La Exhortación “Familiaris Consortio”, cuando invita a los pastores a saber distinguir las diversas situaciones de los divorciados vueltos a casar, recuerda también el caso de aquellos que están subjetivamente convencidos en conciencia de que el anterior matrimonio, irreparablemente destruido, jamás había sido válido. Ciertamente es necesario discernir a través de la vía del fuero externo establecida por la Iglesia si existe objetivamente esa nulidad matrimonial. La disciplina de la Iglesia, al mismo tiempo que confirma la competencia exclusiva de los tribunales eclesiásticos para el examen de la validez del matrimonio de los católicos, ofrece actualmente nuevos caminos para demostrar la nulidad de la anterior unión, con el fin de excluir en cuanto sea posible cualquier diferencia entre la verdad verificable en el proceso y la verdad objetiva conocida por la recta conciencia.
Atenerse al juicio de la Iglesia y observar la disciplina vigente sobre la obligatoriedad de la forma canónica en cuanto necesaria para la validez de los matrimonios de los católicos es lo que verdaderamente ayuda al bien espiritual de los fieles interesados.

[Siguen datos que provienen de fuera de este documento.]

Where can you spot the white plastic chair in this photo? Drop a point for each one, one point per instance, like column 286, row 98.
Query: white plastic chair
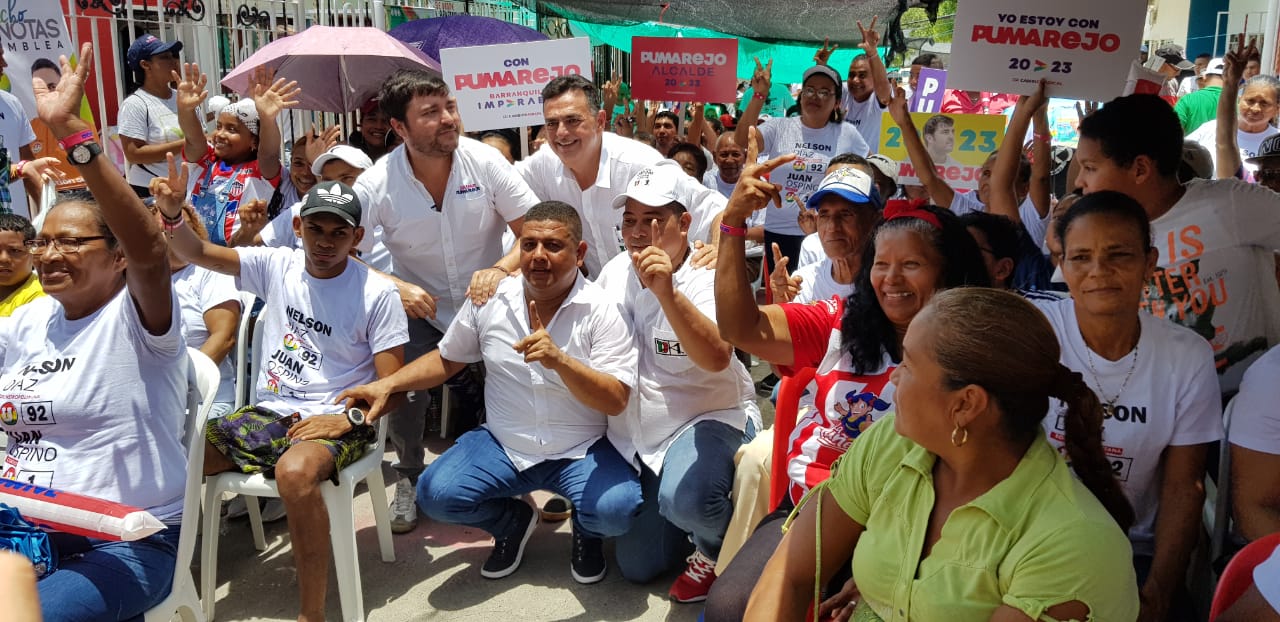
column 202, row 379
column 338, row 502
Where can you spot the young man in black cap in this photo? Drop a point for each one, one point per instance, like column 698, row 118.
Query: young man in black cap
column 330, row 324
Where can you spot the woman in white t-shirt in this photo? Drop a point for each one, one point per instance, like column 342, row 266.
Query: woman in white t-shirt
column 95, row 378
column 1156, row 382
column 210, row 309
column 816, row 136
column 149, row 117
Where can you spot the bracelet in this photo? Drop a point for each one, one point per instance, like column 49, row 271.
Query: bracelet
column 71, row 141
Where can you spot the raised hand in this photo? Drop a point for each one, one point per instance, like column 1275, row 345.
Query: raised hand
column 653, row 265
column 763, row 77
column 192, row 87
column 59, row 108
column 823, row 54
column 754, row 190
column 272, row 100
column 784, row 286
column 170, row 191
column 871, row 39
column 539, row 347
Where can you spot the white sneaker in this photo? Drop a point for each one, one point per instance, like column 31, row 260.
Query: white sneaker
column 403, row 507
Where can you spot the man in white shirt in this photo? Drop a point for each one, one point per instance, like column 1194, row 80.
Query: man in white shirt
column 443, row 202
column 694, row 398
column 1216, row 238
column 586, row 168
column 561, row 362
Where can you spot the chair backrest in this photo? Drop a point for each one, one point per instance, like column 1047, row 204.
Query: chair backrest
column 243, row 367
column 202, row 380
column 1238, row 575
column 790, row 389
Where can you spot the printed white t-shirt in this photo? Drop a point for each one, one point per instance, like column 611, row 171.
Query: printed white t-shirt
column 1248, row 143
column 319, row 335
column 865, row 117
column 800, row 178
column 96, row 406
column 1171, row 398
column 1255, row 416
column 152, row 120
column 1216, row 273
column 672, row 392
column 818, row 284
column 199, row 291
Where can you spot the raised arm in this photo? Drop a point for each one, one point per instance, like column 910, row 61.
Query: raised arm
column 759, row 330
column 938, row 190
column 191, row 94
column 760, row 83
column 272, row 99
column 1228, row 150
column 1001, row 197
column 170, row 193
column 880, row 76
column 126, row 216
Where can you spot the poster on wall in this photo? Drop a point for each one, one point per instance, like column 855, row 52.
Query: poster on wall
column 501, row 86
column 33, row 35
column 1082, row 49
column 959, row 145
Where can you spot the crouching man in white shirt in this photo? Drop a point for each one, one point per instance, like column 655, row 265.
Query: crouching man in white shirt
column 695, row 403
column 561, row 361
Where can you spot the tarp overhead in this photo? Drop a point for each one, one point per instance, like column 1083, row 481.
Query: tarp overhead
column 789, row 21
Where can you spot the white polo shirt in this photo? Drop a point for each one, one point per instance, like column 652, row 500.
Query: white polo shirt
column 530, row 410
column 620, row 160
column 673, row 393
column 439, row 247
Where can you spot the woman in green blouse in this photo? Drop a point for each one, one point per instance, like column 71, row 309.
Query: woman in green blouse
column 956, row 507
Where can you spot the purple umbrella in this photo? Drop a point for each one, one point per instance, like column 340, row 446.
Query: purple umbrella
column 337, row 68
column 461, row 31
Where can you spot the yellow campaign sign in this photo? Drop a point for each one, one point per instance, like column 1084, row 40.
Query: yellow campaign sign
column 959, row 145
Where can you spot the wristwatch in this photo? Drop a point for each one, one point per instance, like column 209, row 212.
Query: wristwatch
column 356, row 417
column 83, row 152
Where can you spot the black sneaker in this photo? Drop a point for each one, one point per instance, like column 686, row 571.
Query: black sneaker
column 588, row 563
column 507, row 552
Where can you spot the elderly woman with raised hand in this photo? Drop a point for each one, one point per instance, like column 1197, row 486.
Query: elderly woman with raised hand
column 956, row 507
column 1157, row 385
column 101, row 362
column 853, row 343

La Iglesia es el Cuerpo de Cristo y vivir en la comunión eclesial es vivir en el Cuerpo de Cristo y nutrirse del Cuerpo de Cristo. Al recibir el sacramento de la Eucaristía, la comunión con Cristo Cabeza jamás puede estar separada de la comunión con sus miembros, es decir con la Iglesia. Por esto el sacramento de nuestra unión con Cristo es también el sacramento de la unidad de la Iglesia. Recibir la Comunión eucarística riñendo con la comunión eclesial es por lo tanto algo en sí mismo contradictorio. La comunión sacramental con Cristo incluye y presupone el respeto, muchas veces difícil, de las disposiciones de la comunión eclesial y no puede ser recta y fructífera si el fiel, aunque quiera acercarse directamente a Cristo, no respeta esas disposiciones.